Section 12 of the bill provides:
SEC. 12. Mandatory Age-Appropriate Reproductive Health Education. – Recognizing the importance of reproductive health rights in empowering the youth and developing them into responsible adults, Reproductive Health Education in an age-appropriate manner shall be taught by adequately trained teachers starting from Grade 5 up to Fourth Year High School. In order to assure the prior training of teachers on reproductive health, the implementation of Reproductive Health Education shall commence at the start of the school year one year following the effectivity of this Act. The POPCOM, in coordination with the Department of Education, shall formulate the Reproductive Health Education curriculum, which shall be common to both public and private schools and shall include related population and development concepts in addition to the following subjects and standards:
a. Reproductive health and sexual rights;
b. Reproductive health care and services;
c. Attitudes, beliefs and values on sexual development, sexual behavior and sexual health;
d. Proscription and hazards of abortion and management of post-abortion complications;
e. Responsible parenthood.
f. Use and application of natural and modern family planning methods to promote reproductive health, achieve desired family size and prevent unwanted, unplanned and mistimed pregnancies;
g. Abstinence before marriage;
h. Prevention and treatment of HIV/AIDS and other, STIs/STDs, prostate cancer, breast cancer, cervical cancer and other gynecological disorders;
i. Responsible sexuality; and
j. Maternal, peri-natal and post-natal education, care and services.
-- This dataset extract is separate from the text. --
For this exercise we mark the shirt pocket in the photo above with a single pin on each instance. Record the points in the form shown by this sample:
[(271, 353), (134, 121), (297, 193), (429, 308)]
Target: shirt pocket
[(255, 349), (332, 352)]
In support of the natural, and primary right of parents in the rearing of the youth, the POPCOM shall provide concerned parents with adequate and relevant scientific materials on the age-appropriate topics and manner of teaching reproductive health education to their children.
In the elementary level, reproductive health education shall focus, among others, on values formation.
Non-formal education programs shall likewise include the abovementioned reproductive Health Education.
Section 4(h) of the bill defines “Reproductive Health Education” as:
Reproductive Health Education – refers to the process of acquiring complete, accurate and relevant information on all matters relating to the reproductive system, its functions and processes and human sexuality; and forming attitudes and beliefs about sex, sexual identity, interpersonal relationships, affection, intimacy and gender roles. It also includes developing the necessary skills do be able to distinguish between facts and myths on sex and sexuality; and critically evaluate. and discuss the moral, religious, social and cultural dimensions of related sensitive issues such as contraception and abortion.
Based on the foregoing, the bill mandates “age appropriate” sex education beginning Grade 5.
5. Expression of opinion against the law.
Section 21(e) penalizes any “person who maliciously engage in disinformation about the intent or provisions of this Act.”